As they describe in a recent paper inThe FASEB Journal, the researchers used MRI to image the tumors in rabbits both before treatment and three hours after. They then dissected the tumors to confirm their size. Rabbits given the fully loaded nanoparticles–containing the targeting molecule, the imaging molecule, and the drug–fared the best. After treatment, their tumors were drastically smaller than those of rabbits given nanoparticles either without the targeting molecule or without fumagillin.
“I think it’s a very significant finding,” says Jolanta Kukowska-Latallo, research assistant professor of internal medicine at the University of Michigan and member of the Michigan Nanotechnology Institute for Medicine and Biological Sciences, who was not involved in the work.
By delivering their cargo directly to the tumor site, the nanoparticles allowed the researchers to lower the required dose of fumagillin by a factor of 1,000. None of the rabbits displayed any detectable neurotoxic side effects.
The tumors of treated rabbits were also permeated with more immune cells than those of the control rabbits.
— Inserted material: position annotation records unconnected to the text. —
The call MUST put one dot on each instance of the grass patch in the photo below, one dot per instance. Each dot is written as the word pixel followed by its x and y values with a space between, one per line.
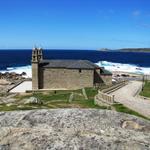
pixel 122 108
pixel 146 90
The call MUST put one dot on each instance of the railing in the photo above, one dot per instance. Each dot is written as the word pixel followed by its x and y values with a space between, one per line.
pixel 103 98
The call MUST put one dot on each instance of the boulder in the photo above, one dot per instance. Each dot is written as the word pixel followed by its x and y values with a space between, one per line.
pixel 33 100
pixel 69 129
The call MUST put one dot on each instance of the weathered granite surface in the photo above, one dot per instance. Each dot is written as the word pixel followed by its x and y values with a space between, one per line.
pixel 72 129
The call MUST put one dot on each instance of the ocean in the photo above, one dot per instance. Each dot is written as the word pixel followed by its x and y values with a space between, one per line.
pixel 20 60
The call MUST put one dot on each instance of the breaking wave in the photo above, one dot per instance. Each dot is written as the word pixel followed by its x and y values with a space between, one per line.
pixel 124 67
pixel 19 70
Patrick Winter, research assistant professor of medicine and biomedical engineering at Washington University and lead author of the study, says this may mean the body’s ability to recognize a tumor as foreign and mount an attack is somehow amplified by the treatment.
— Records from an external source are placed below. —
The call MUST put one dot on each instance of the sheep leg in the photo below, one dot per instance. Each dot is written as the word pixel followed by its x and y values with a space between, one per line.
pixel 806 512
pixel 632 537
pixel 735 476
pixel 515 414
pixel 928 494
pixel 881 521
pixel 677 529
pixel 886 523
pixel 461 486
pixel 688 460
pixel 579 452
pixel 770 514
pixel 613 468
Because the formation of new blood vessels is an essential component of tumor growth, Winter believes his team’s approach will be highly adaptable. “A method to block angiogenesis should be very effective in a wide range of cancers,” he says.
By including an imaging molecule, the researchers were able to noninvasively create detailed three-dimensional maps of the tumors’ vasculature, a feat never before achieved. They hope this will allow them to track how tumor-feeding blood vessels respond to various treatments, and to better understand tumor vasculature in general.
In fact, nanoparticles strictly designed for imaging–loaded with the metallic compound but not with any drug—will be the first application of the new technology to be tested in humans. Winter anticipates human clinical trials will begin by the end of 2008. Clinical trials of drug-laden nanoparticles may be three to five years away.
The Washington University team is one of many groups investigating nanoparticle-based systems for treating and imaging cancer, which range from elaborate polymers to quantum dots and use a wide range of mechanisms to deliver their effects. While many of these second- generation nanoparticle approaches show great promise in animal models, none have yet progressed to human clinical trials. In many cases, the safety of the nanoparticles’ components has yet to be demonstrated. Winters believes his group’s approach may circumvent some of these safety concerns, as the liquid core of the new nanoparticles has been previously used in artificial blood. “The toxicology and distribution and elimination of these agents is already very well known,” he says. “And these agents have already been used in large-scale manufacturing processes.”